Monday, 1 October 2018: 09:20
Universal 7 (Expo Center)
D. R. Islamov (Novosibirsk State University, Rzhanov Institute of Semiconductor Physics SB RAS), V. A. Gritsenko (Rzhanov Institute of Semiconductor Physics SB RAS, Novosibirsk State University), V. N. Kruchinin (Rzhanov Institute of Semiconductor Physics SB RAS), and M. S. Lebedev (Nikolaev Institute of Inorganic Chemistry SB RAS)
Hafnia-based high-κ dielectrics are widely used in modern MOS devices, perspective RRAM and FRAM cells, dopand of ceramics in teeth prosthetic. The electronic properties of HfO2, such as leakage currents and luminescence, are defined by traps and defects. The presence of traps increases the conductance of dielectric. Electron or hole localization on traps shifts the voltage threshold and leads to device degradation. In active layers of RRAM, traps act as precursors of a filament during the HRS/LRS switch. The trap density ≲1022 cm-3 is a huge for degeneration of devices, but is very low for detecting within chemical analytical techniques.
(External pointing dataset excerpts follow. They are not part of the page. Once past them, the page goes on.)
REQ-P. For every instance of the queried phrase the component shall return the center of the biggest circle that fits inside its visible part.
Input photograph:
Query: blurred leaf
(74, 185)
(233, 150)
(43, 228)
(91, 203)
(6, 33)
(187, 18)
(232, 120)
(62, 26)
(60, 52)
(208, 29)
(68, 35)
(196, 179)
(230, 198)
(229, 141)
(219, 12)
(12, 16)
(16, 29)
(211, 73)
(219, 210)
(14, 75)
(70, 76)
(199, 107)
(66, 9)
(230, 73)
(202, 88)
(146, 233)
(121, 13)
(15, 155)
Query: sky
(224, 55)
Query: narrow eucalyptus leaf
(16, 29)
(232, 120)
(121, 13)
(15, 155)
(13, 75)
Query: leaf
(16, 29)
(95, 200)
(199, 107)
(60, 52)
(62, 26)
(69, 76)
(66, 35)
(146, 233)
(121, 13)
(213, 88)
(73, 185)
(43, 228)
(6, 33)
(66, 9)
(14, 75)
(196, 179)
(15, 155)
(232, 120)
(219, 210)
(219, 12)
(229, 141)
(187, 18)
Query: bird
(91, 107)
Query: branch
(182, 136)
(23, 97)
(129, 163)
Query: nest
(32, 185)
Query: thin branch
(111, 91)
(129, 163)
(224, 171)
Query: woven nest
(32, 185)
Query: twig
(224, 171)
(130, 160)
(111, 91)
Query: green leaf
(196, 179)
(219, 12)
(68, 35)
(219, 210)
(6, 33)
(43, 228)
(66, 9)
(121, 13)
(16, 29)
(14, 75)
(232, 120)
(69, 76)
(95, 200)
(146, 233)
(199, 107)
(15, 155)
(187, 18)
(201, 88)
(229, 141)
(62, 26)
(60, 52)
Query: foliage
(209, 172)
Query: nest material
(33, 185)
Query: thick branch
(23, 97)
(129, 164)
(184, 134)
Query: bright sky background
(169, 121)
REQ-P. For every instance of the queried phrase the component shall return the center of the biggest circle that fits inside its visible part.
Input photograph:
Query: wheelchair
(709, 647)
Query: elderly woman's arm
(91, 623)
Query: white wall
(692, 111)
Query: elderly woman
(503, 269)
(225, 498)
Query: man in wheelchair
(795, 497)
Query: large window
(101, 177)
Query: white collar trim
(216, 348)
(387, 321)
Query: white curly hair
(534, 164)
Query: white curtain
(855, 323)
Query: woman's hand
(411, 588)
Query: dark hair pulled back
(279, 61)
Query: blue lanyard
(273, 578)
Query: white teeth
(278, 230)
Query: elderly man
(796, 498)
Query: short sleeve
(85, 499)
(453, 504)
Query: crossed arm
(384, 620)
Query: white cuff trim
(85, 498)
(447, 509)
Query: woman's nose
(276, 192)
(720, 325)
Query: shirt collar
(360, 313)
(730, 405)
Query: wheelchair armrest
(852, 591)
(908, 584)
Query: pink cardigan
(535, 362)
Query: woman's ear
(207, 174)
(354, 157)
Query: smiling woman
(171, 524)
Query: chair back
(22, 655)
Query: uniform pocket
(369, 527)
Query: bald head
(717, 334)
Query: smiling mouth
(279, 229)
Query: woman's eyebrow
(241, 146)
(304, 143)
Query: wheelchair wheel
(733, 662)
Previously, it was reported that comparison measured J-V dependencies with multiphonon transport models allows extracting the density of oxygen vacancies (VO), which acts as traps, in the HfO2. In the study, we try to get correlations between the trap density and optical properties of hafnia films.Variation of the trap density in HfO2 was supported by different conditions of film synthesis using ALD technique and different precursors: TEMAH+H2O and Hf(thd)4+O2. The series of samples was annealed in N2-flow for 1 hour at different temperatures. Annealing was performed directly in the reaction chamber at Tann = 440, 550 and 700 °C for TEMAH+H2O samples and Tann = 550 and 700 °C for samples deposited from Hf(thd)4+O2 precursor system. Dispersion dependencies of refractive index were measured by spectral and laser ellipsometry. It was found that the refractive index grows as films are depleted by oxygen. The results offer a new in situ technique for quality evaluation of synthesized HfO2 films, namely evaluation of oxygen vacancy density.
The work was supported by the Russian Science Foundation, grant #16-19-00002.